Age-related dementia currently affects about 10 percent of the U.S. population — you could look it up on the Internet.

The combined world prevalence of age-associated cognitive impairment and cognitive disorders stands at 24 million individuals — and 4.6 million new cases are diagnosed annually. The costs in human suffering and the financial costs of caring for victims of age-related dementia are a staggering $315 billion annually, Alzheimer’s Disease International estimated last year.

Signs of the disability can manifest as early as age 40, according to Dr. Gary Small, director of the University of California, Los Angeles’ Center on Aging. “That’s when you begin to see a shrinking of the brain and a gradual loss of function,” Small said.

If only there was some way to tone the brain to combat that decline. What would you Google to find such a regimen? How about Google itself?

“Because Internet use has become such a prevalent activity, we decided to study its effects on cognition,” Small said.

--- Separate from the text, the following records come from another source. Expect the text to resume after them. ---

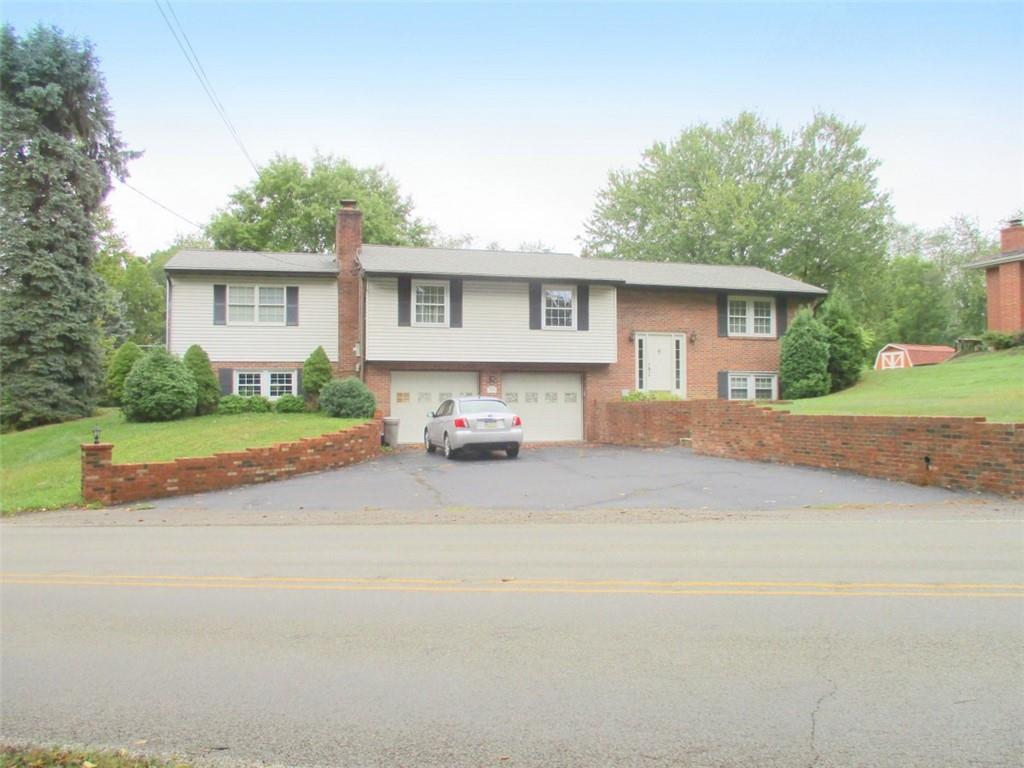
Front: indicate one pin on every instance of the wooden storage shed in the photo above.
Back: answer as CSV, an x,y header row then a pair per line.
x,y
911,355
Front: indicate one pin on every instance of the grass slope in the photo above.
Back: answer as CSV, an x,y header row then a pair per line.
x,y
989,384
35,757
40,468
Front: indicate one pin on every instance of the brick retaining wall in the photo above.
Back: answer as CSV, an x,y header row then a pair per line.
x,y
116,483
962,454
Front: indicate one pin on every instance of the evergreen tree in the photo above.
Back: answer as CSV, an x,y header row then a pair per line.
x,y
58,151
119,369
804,366
315,373
847,346
207,389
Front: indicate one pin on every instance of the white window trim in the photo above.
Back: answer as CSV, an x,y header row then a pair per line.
x,y
750,376
544,306
264,380
255,321
643,336
750,316
448,302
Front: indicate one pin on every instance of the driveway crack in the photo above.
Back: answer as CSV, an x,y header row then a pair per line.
x,y
430,487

In recent years, he continued, “A great deal of effort has gone into finding ways to exercise the aging brain” to try to offset some of these losses. He now believes the Internet may provide a well-equipped workout room for the brain.

Small led a study team at UCLA working with 24 neurologically normal research volunteers between the ages of 55 and 76. Half of the participants were experienced in searching the Internet, and half had little background in the workings of the Web.

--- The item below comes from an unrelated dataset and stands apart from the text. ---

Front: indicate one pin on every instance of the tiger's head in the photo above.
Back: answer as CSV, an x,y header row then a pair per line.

They performed two types of tasks, one requiring simple reading and the other requiring Web searches. While performing these tasks, the volunteers were monitored using a sophisticated brain scan — functional magnetic resonance imaging, or fMRI — which could reveal subtle brain-circuitry changes experienced while they worked.

During the book-reading sessions, all study participants showed similar levels of activity in the temporal, parietal, occipital and other regions of the brain, which control language, reading, memory and visual abilities.

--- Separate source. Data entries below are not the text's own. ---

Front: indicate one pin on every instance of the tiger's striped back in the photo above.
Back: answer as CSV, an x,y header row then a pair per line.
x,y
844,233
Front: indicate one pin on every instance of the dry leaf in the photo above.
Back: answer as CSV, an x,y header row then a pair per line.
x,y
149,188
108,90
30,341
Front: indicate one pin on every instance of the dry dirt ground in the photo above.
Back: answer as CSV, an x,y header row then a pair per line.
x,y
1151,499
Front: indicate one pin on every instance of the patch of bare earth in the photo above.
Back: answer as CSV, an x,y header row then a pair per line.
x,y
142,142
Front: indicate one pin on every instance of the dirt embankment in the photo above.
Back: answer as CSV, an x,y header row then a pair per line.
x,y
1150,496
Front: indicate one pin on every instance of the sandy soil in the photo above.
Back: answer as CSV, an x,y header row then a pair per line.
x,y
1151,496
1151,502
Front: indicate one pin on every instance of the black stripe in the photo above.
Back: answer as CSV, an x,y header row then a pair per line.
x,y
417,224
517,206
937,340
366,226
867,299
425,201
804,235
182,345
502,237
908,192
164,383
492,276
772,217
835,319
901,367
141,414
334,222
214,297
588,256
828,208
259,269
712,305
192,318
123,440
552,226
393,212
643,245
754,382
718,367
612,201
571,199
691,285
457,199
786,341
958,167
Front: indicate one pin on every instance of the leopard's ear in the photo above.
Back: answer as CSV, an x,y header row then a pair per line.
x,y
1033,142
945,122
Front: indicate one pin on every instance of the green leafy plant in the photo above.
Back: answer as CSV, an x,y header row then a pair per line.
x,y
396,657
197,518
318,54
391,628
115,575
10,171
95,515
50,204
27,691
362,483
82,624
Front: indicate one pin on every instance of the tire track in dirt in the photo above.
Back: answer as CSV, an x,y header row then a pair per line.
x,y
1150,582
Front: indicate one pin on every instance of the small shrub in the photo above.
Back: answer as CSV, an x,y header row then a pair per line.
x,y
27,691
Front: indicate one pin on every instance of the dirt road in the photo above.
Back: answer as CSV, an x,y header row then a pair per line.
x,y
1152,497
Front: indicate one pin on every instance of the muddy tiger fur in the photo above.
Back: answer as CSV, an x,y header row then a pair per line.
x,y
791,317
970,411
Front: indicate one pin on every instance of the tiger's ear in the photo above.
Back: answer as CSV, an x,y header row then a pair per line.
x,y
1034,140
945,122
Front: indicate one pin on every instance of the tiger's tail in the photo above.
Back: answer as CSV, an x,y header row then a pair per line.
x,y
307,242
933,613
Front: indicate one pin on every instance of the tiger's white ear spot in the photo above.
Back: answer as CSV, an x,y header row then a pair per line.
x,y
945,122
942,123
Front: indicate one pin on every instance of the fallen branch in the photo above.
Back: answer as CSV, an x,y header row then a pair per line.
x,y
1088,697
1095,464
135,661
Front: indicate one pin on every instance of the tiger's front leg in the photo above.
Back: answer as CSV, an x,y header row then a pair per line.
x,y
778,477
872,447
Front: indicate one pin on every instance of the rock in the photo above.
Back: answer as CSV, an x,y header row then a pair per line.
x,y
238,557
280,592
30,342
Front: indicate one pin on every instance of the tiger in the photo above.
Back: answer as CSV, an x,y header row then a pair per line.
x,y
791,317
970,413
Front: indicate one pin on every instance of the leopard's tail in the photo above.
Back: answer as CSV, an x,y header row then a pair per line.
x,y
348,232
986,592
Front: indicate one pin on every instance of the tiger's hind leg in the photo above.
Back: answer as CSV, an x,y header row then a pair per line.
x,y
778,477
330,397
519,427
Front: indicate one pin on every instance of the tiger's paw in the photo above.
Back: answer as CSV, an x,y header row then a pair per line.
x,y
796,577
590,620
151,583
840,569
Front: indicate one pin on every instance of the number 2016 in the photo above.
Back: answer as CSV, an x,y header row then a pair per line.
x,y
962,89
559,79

However, when faced with the Internet-searching tasks, results for the two groups diverged sharply. While both the experienced and the inexperienced volunteers showed activity in the brain regions activated during reading, those with prior Internet experience also registered activity in the brain areas that control such higher functions  as decision making and complex reasoning.

“Our most striking finding was that Internet searching appears to engage a greater extent of neural circuitry that is not activated during reading — but only in those with prior Internet experience,” Small said. Veteran Web warriors showed a twofold increase in brain activation compared with newbies.

The Internet’s information wonderland — compared with the linear experience of reading — requires that Web visitors continually make decisions about what to click on, which in turn fires up important cognitive circuits.

“A simple, everyday task like searching the Web appears to enhance brain circuitry in older adults, demonstrating that our brains are sensitive and can continue to learn as we grow older,” Small said.

He suggested that lag in brain activation for less experienced users could follow from them not having a handle on the best way to find things on the Internet — their brain hasn’t built the pathways to greater knowledge yet.

“With more time on the Internet, they may demonstrate the same brain activation patterns as the more experienced group,” he said. Results of the study will appear in an upcoming edition of the American Journal of Geriatric Psychiatry.
Meanwhile, Small — whose published output includes consumer titles like The Memory Bible, The Memory Prescription and The Longevity Bible — is offering his own regimen for brain fitness.

In his just-published book iBrain: Surviving the Technological Alteration of the Modern Mind, Small discusses the relationship between Internet use and cognition, along with what he calls the “evolutionary changes” in brain wiring wrought by the digital revolution.

The book, he says, offers balanced strategies that people of all ages can employ to take advantage of digital technology both to gather information and to exercise the brain, while avoiding information overload and social isolation.